Он нашел в интеллектуальных занятиях огромную поддержку для своей практической деятельности. Он собирался отречься от всего – от философии, от теологии, от музыки – и тяжело переживал это отречение. Отречение его было вызвано не аскетизмом: поклонник рационального XVIII века, он не видел смысла в аскетических крайностях. Просто он думал, что это будет отвлекать его от дела, что у него не останется времени ни на что, кроме работы. Он нисколько не страдал оттого, что рядом не было цивилизации, что здесь не было городов и даже от маленького городочка его отделяла чуть не тысяча километров. Однако без музыки он страдал бы здесь, потому что он мог бы повторить вслед за своим возлюбленным Толстым: «Если бы вся наша цивилизация полетела к чертовой матери, я не пожалел бы, а музыки мне было бы очень жаль...»

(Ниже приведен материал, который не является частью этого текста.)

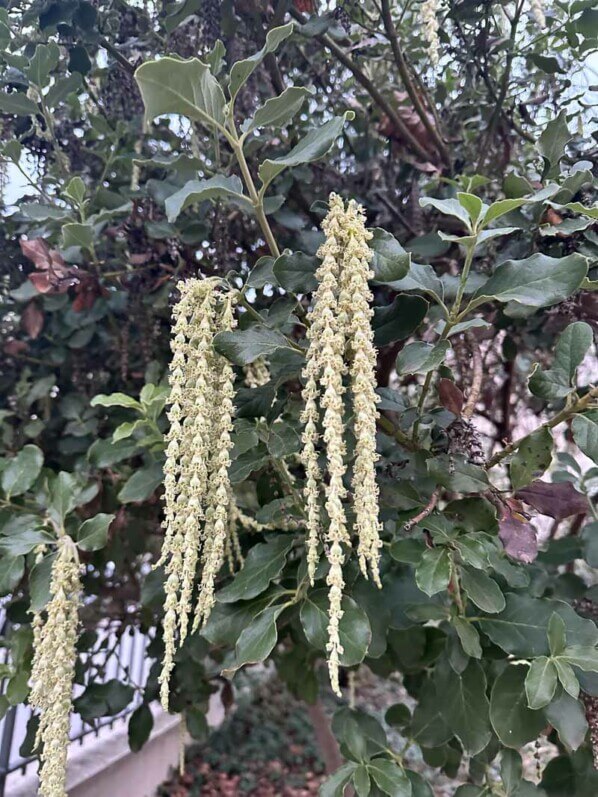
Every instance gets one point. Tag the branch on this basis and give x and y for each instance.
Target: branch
(579, 406)
(368, 85)
(478, 376)
(408, 83)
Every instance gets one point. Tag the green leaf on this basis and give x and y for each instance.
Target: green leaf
(468, 636)
(532, 458)
(464, 705)
(11, 572)
(540, 682)
(538, 281)
(500, 208)
(390, 262)
(482, 590)
(263, 564)
(567, 677)
(334, 786)
(140, 727)
(313, 146)
(75, 190)
(141, 484)
(434, 571)
(241, 70)
(361, 781)
(420, 357)
(22, 470)
(577, 207)
(217, 187)
(585, 434)
(583, 656)
(93, 533)
(551, 145)
(398, 320)
(448, 207)
(355, 632)
(77, 235)
(513, 721)
(17, 103)
(389, 777)
(557, 634)
(521, 629)
(472, 204)
(571, 347)
(244, 346)
(567, 716)
(115, 400)
(511, 769)
(278, 111)
(257, 640)
(296, 272)
(419, 786)
(182, 87)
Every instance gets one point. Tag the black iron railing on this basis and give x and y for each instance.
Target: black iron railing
(118, 653)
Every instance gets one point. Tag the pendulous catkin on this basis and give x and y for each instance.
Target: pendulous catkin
(429, 12)
(341, 344)
(197, 491)
(53, 668)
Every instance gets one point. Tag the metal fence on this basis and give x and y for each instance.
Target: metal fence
(118, 653)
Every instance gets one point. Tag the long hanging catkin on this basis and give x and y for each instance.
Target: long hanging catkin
(53, 668)
(196, 485)
(341, 342)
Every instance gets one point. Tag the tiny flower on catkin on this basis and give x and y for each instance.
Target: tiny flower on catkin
(197, 490)
(341, 341)
(53, 668)
(429, 11)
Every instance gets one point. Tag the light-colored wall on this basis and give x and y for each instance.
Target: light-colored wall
(104, 766)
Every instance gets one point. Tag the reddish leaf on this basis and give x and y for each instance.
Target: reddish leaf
(451, 397)
(13, 347)
(518, 537)
(559, 500)
(32, 320)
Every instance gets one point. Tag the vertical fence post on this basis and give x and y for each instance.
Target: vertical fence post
(6, 745)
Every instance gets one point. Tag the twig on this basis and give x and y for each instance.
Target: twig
(428, 509)
(408, 83)
(478, 376)
(368, 85)
(579, 406)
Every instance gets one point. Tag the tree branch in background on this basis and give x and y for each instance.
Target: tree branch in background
(408, 83)
(404, 132)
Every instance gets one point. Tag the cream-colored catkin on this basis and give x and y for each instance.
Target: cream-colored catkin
(341, 340)
(356, 313)
(538, 14)
(53, 668)
(429, 11)
(196, 485)
(323, 327)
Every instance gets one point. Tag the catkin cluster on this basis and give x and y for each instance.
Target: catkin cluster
(53, 668)
(197, 491)
(341, 345)
(429, 11)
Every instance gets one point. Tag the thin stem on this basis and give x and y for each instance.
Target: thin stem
(572, 409)
(369, 86)
(408, 83)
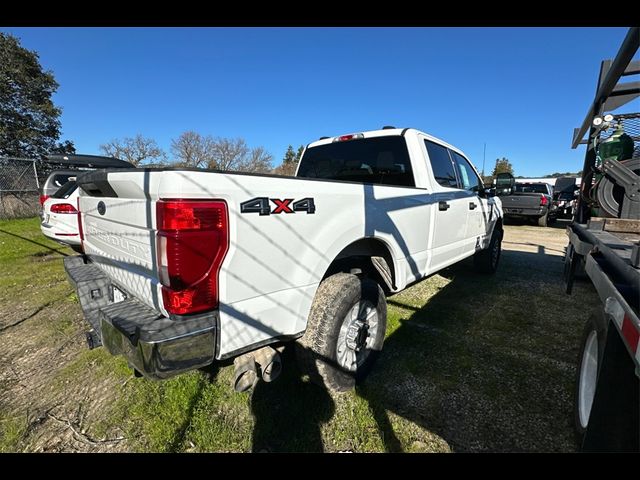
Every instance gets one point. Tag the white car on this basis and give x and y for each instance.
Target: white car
(185, 267)
(60, 216)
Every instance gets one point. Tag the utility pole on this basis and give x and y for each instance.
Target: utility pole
(484, 156)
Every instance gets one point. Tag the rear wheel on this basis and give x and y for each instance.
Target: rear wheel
(345, 331)
(486, 261)
(589, 361)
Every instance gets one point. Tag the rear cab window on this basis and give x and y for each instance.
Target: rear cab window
(65, 190)
(377, 160)
(469, 179)
(441, 165)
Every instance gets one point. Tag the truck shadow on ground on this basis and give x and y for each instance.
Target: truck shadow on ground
(487, 364)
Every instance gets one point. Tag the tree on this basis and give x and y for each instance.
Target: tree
(191, 149)
(289, 156)
(29, 121)
(289, 162)
(503, 165)
(64, 148)
(135, 150)
(233, 154)
(258, 160)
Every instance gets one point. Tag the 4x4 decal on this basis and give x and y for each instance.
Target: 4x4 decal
(261, 206)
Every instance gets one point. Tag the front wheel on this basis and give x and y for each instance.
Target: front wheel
(345, 331)
(486, 261)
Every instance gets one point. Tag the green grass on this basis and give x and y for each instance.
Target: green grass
(12, 430)
(470, 363)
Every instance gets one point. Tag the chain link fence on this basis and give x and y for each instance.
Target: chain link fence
(19, 188)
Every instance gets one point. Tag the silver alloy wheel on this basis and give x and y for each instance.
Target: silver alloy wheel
(358, 333)
(588, 378)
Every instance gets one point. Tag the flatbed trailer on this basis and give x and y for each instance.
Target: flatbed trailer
(608, 377)
(607, 252)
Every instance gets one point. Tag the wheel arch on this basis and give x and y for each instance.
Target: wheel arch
(369, 256)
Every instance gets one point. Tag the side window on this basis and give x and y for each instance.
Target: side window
(468, 177)
(441, 165)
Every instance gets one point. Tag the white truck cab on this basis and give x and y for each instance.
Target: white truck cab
(183, 267)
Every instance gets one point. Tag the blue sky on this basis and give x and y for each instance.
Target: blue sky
(520, 90)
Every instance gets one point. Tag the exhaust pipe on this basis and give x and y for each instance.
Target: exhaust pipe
(269, 362)
(93, 339)
(245, 375)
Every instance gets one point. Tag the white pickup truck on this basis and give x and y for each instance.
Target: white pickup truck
(185, 267)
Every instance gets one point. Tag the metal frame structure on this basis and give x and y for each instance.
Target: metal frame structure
(610, 94)
(608, 251)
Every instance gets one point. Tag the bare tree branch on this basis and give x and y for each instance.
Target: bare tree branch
(191, 149)
(135, 150)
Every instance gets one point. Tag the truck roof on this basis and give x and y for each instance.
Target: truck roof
(386, 132)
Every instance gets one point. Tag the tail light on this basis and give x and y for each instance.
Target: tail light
(193, 238)
(63, 208)
(80, 231)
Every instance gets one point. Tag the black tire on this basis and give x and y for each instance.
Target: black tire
(572, 256)
(317, 350)
(486, 261)
(543, 221)
(595, 330)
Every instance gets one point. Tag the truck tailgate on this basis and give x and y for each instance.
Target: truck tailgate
(118, 219)
(521, 201)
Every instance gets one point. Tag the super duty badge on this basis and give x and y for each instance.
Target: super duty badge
(261, 206)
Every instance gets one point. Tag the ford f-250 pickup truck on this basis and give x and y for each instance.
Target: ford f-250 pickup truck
(185, 267)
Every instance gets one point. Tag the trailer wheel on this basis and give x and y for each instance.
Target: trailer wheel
(486, 261)
(589, 361)
(345, 331)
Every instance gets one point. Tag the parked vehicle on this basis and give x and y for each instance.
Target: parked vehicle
(60, 216)
(185, 267)
(58, 177)
(54, 181)
(530, 200)
(607, 252)
(565, 203)
(565, 195)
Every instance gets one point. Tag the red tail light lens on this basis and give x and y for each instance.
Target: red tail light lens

Перед отъездом Швейцера в Африку парижское Баховское общество подарило ему пианино с защитным покрытием против сырости джунглей и со специальным, органным педальным устройством. Сам доктор думал тогда, что не притронется больше к клавишам. Он хотел, чтобы скорее огрубели пальцы, чтобы его не тянуло больше к музыке, чтобы боль этой потери притупилась. Но однажды вечером, когда ему было особенно грустно, когда закончился тяжкий день строительных хлопот, принесший ничтожные плоды, когда, вконец измученный и разбитый, доктор пришел, наконец, в свою комнатушку, он сел за пианино и стал играть Баха. И почувствовал вдруг огромное облегчение, могучий прилив сил. Более того, он понял, что вот это и есть подлинный «досуг», то, чего так не хватает в городах, полное растворение в новом занятии, отличном от труда, полная свобода. Он почувствовал себя отдохнувшим после часа игры, и он подумал, что в его отречении от музыки нет никакого смысла, потому что музыка только поможет ему работать, поможет сохранить ровное состояние духа, сохранить здоровье, принадлежащее теперь не только ему одному, но и его пациентам. Позднее он убедился, что человек, сохраняющий интеллектуальные потребности, легче переносит заточение в джунглях, дольше сохраняет бодрость и здоровье. Он обратил внимание на то, что европейцы здесь читают больше, чем дома, и притом читают серьезные книги. Он заметил, напротив, что люди грубые здесь скорее опускаются, спиваются, хандрят, болеют. И он стал постепенно возвращаться в немногие часы своего досуга и к теологии, и к философии, и к музыке. Он решил проиграть по вечерам произведения Баха, Мендельсона, Видора, Франка и Регера, углубляя и совершенствуя свою технику.